Drew had more complications. Initially, his body had trouble accepting the pacemaker. He developed fluid around the heart, which requires a heavy course of Prednisone and an immunoglobulin therapy.
Carla homeschooled the boys for three years in elementary school out of an abundance of caution. Although they could not play contact sports, they excelled in golf and tennis.
Now 21, Gabe is studying civil engineering at Ohio State University and just sat for the law school entrance exam. Drew attends Otterbein College, also in Columbus, and is finishing up a summer internship in corporate tax accounting. He is also thinking about law school and, possibly a career in estate planning.
About a year ago, Dr. Clark told the twins about a new procedure that could address the underlying cause of sinus node dysfunction and possibly eliminate the need for their pacemakers.
Dr. Clark has made several trips to Brazil to learn more cardioneuroablation (CNA) and train with Dr. Jose Carlos Pachon, a pioneer in the field.
The new science is evolving from the first surgeries in the 1990s to address heart rhythm problems known as atrial fibrillation.
“What people noted is that, in certain areas, when they were trying to ablate the atrial fibrillation, it would alter the patient’s heartbeat,” said Dr. Clark.
It seemed logical then that similar techniques used in catheterization labs for fast and irregular heartbeats could be used to address slow heartbeats.
“We all have a nerve in our brain that tells our heart to slow down, said Dr. Clark. “But that nerve sometimes can send an inappropriate signal and the heart rate just stops. If it stops for more than a few seconds, you’re going to pass out. Where that nerve enters the heart is at very defined points in the heart and, in our cath lab, we can find those points and we can cauterize that area. That modifies the heart’s response to that nerve so the heart doesn’t stop. It just slows down.”
As Dr. Clark was learning about CNA, he was thinking that Gabe and Drew would be perfect candidates.
After a year of discussing the possibility that the procedure could help them remove their pacemakers, Dr. Clark performed CNA on Gabe and Drew within a week of each other in May.
Each twin was in the lab about 5 hours. A catheter – wire – run through the leg up to the neck allowed Dr. Clark to stimulate the vagus nerve and then he could watch the heart’s response – with pacemaker on and then turned off (working on its own after the CNA).

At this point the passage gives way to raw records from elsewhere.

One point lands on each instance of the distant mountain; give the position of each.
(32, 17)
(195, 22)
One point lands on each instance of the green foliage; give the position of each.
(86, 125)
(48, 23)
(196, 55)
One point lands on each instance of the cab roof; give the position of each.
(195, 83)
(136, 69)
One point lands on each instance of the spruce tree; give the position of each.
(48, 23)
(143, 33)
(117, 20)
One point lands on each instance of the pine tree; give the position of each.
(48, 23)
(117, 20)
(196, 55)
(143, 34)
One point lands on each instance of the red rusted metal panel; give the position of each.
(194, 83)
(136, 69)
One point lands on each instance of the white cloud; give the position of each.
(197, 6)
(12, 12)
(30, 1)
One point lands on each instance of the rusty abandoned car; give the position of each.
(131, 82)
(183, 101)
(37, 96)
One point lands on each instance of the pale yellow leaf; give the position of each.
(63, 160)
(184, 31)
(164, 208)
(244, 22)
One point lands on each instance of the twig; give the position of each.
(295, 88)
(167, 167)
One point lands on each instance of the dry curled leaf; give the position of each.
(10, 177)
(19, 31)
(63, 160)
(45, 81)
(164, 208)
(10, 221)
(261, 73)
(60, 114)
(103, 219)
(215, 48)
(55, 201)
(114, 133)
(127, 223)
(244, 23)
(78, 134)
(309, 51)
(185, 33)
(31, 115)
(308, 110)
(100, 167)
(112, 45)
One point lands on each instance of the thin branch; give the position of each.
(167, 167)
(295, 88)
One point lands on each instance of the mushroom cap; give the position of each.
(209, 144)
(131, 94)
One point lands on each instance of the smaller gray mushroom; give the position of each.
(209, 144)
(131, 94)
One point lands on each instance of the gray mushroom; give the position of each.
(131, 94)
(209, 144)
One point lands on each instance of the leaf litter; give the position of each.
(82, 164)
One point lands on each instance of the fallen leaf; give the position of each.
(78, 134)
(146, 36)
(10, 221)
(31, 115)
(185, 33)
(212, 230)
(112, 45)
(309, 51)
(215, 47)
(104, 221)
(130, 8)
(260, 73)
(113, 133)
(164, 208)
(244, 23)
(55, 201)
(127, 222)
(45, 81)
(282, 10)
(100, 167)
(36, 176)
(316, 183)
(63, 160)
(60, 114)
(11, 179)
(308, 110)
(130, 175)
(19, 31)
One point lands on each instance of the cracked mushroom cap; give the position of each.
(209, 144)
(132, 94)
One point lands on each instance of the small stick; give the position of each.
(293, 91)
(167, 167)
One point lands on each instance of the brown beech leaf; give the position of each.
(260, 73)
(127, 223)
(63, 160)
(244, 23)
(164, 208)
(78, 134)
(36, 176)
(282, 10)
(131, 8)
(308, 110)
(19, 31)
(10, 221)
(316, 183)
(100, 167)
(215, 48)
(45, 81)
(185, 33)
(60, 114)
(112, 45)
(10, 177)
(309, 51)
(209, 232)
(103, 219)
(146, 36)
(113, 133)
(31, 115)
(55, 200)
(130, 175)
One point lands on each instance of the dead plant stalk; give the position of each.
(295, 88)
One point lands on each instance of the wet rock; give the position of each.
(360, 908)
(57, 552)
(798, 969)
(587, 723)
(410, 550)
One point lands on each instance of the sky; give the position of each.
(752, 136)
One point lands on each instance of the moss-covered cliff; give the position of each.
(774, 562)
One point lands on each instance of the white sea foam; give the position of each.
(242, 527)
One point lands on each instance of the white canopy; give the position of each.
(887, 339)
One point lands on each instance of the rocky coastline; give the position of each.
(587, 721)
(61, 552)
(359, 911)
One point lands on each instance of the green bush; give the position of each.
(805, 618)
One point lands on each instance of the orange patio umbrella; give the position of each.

The plan is to turn off Gabe and Drew’s pacemakers next summer and, if all goes, well, remove them the following summer.
Dr. Clark said the pacemaker is a wonderful device and yet he would love to see all of his patients be able to live life without it.
“Even though it’s very helpful, keeps them from passing out and keeps their heart rate from ever going too slow, it’s still a device that their body is dependent on,” he said. “So, to rid them of that is a wonderful possibility.”
For as scary and, at times isolating, as it has been to be diagnosed with a serious heart problem at such a young age, having a twin brother experiencing the same was definitely a blessing for Gabe and Drew.
“I don’t know where I would have been without Gabe,” said Drew.
“I feel the same way,” Gabe said, literally without missing a beat.